L’anthropologue américain David Graeber n’en finit pas d’avancer que le Rojava « pourrait devenir un exemple pour le monde ». Nous serons sans doute plus modestes : ce territoire majoritairement kurde au nord de la Syrie a de quoi ravir, raison gardée. Mettre en place l’autogestion à l’échelle de notre bien modeste revue relève déjà d’une difficulté quasi insurmontable ; on ne saurait croire un seul instant qu’il puisse exister, en pleine guerre, un quelconque Éden de l’horizontalité libertaire (le géopolitologue Gérard Chaliand avance à raison que le Rojava se montre « remarquable » dans sa lutte contre Daech, « rude discipline » du Parti aidant). Nous retrouvons, pour en parler, le journaliste indépendant belge Chris Den Hond dans un café. Il parcourt la planète, désireux d’apprendre des révolutions qui s’y mènent pour nous aider à les mieux saisir ensuite — de Cuba au Nicaragua sandiniste en passant par les printemps arabes. C’est presque naturellement que ses reportages le conduisent, depuis plus de vingt ans, sur les routes du Kurdistan, ou plus exactement des Kurdistans. Avec Mireille Court et Stephen Bouquin, il vient de cosigner l’ouvrage La Commune du Rojava — L’alternative kurde à l’Étatnation, aux éditions Syllepse.

 

Si le conflit syrien fait les gros titres de la presse mondiale depuis plusieurs années, la question « kurde » de Syrie semble toujours être traitée partiellement. C’est ce qui a motivé la rédaction de ce travail ?
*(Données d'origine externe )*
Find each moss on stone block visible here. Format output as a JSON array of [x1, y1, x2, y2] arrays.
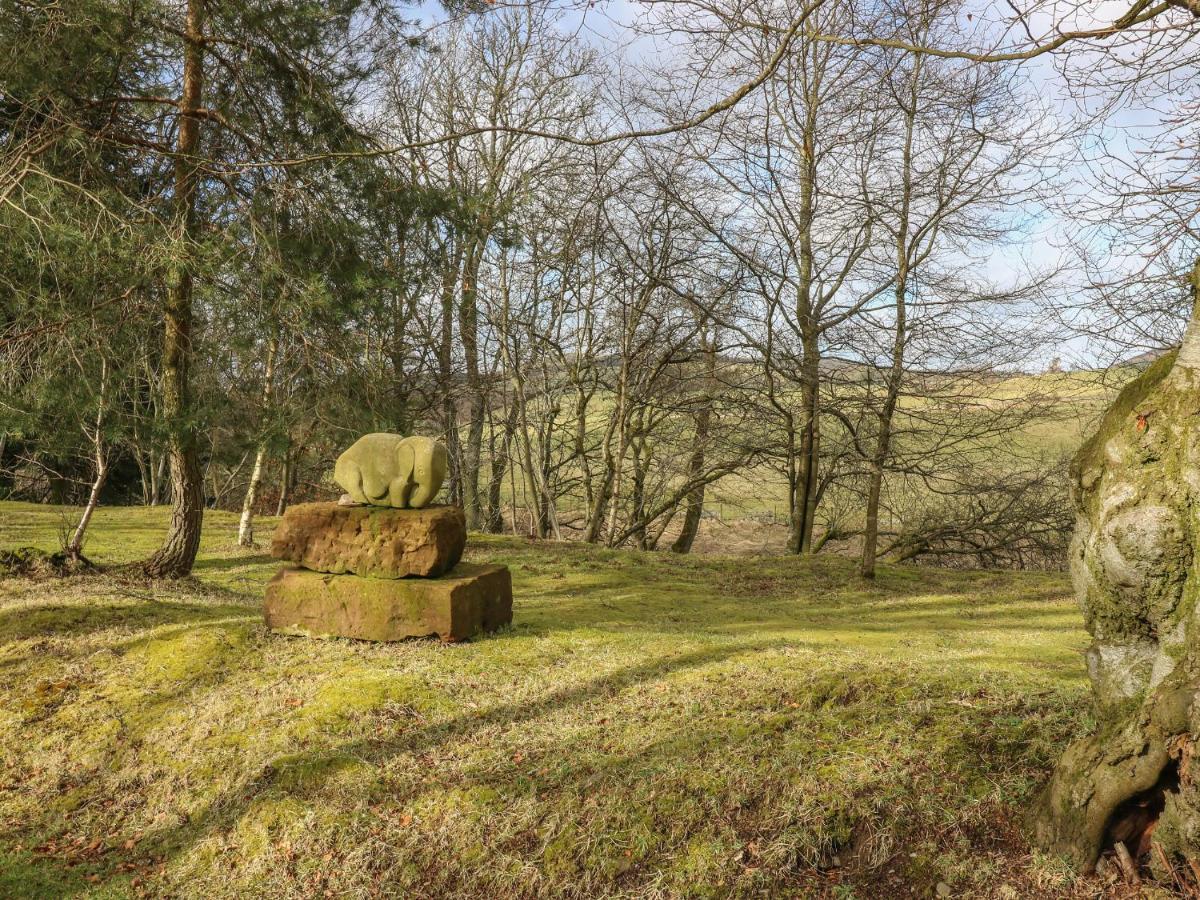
[[263, 564, 512, 641]]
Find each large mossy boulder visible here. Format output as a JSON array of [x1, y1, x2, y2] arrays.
[[1033, 263, 1200, 871]]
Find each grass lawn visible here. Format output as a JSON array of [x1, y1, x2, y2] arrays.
[[0, 503, 1099, 898]]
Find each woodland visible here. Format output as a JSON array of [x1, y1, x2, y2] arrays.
[[0, 0, 1200, 898]]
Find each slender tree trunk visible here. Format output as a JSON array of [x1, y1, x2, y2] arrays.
[[671, 328, 716, 553], [238, 335, 280, 547], [275, 442, 292, 516], [859, 54, 923, 578], [458, 244, 486, 529], [438, 254, 463, 505], [788, 336, 821, 553], [487, 403, 517, 534], [145, 0, 204, 577], [66, 360, 108, 559]]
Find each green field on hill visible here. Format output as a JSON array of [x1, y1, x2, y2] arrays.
[[0, 503, 1094, 898]]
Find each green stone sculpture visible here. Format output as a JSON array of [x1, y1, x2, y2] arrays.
[[334, 433, 448, 509]]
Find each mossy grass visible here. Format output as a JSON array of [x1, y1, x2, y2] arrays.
[[0, 504, 1096, 898]]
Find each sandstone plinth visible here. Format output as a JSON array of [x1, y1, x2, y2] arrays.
[[271, 503, 467, 578], [263, 563, 512, 641]]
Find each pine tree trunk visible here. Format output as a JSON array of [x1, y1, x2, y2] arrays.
[[458, 244, 485, 530], [145, 0, 204, 577], [671, 328, 716, 553]]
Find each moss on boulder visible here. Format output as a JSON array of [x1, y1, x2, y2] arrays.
[[1034, 263, 1200, 870]]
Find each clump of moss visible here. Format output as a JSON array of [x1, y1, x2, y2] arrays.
[[0, 547, 97, 578]]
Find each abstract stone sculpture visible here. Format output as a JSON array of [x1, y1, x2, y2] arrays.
[[334, 433, 448, 509], [1032, 263, 1200, 880], [265, 563, 512, 642]]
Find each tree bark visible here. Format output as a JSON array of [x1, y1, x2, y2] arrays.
[[671, 324, 716, 553], [238, 335, 280, 547], [145, 0, 204, 577]]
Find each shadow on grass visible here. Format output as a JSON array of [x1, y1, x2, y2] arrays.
[[110, 638, 796, 883], [192, 553, 274, 574]]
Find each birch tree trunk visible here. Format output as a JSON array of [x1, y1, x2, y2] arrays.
[[1032, 260, 1200, 878], [231, 335, 280, 547]]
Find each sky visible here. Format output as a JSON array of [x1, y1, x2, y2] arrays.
[[415, 0, 1190, 366]]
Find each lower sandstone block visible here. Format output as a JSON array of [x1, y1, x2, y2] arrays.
[[263, 563, 512, 641]]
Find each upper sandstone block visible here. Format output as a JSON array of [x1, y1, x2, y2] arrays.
[[271, 503, 467, 578]]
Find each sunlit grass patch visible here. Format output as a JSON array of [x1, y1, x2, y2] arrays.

La grande presse internationale n’aura finalement compris l’existence de la question kurde dans la région que récemment. Elle l’a très longtemps niée, n’étant évidemment pas indépendante des grands pouvoirs internationaux. Nous pouvons citer l’influence de la Turquie, qui est membre de l’OTAN, et qui opprime les Kurdes ; la Syrie, qui n’a jamais reconnu le « fait » kurde dans son pays ; l’Iran, qui a éliminé physiquement Abdul Rahman Ghassemlou (1) à la veille des années 1990 ; l’Irak, où c’est une autre réalité politique, puisque l’on parle là-bas de Kurdes conservateurs. Les Kurdes conservateurs d’Irak, comme Massoud Barzani, qui dominent le Kurdistan du côté occidental, sont des partenaires de la Turquie, notamment pour la vente de pétrole, et sont soutenus par la France et par Bernard Kouchner, qui les considèrent comme de « bons Kurdes ». Les puissances internationales et les grands médias ont réellement commencé à s’intéresser à la question kurde avec la bataille de Kobané, qui a changé la donne (2). Les Kurdes ont donné 1 300 de leurs meilleurs combattants et combattantes et de leurs cadres ; ils ont sacrifié des vies pour vaincre l’Organisation de l’État islamique. C’est pour moi un tournant majeur. En ce sens, si l’on dit que les grands médias et les pouvoirs internationaux ont découvert la question kurde, c’est grâce aux Kurdes eux-mêmes, qui se sont affirmés comme la meilleure force politique sur le terrain.

 

Il y a beaucoup d’intervenants dans votre ouvrage. Pouvez-vous en présenter quelques-uns ?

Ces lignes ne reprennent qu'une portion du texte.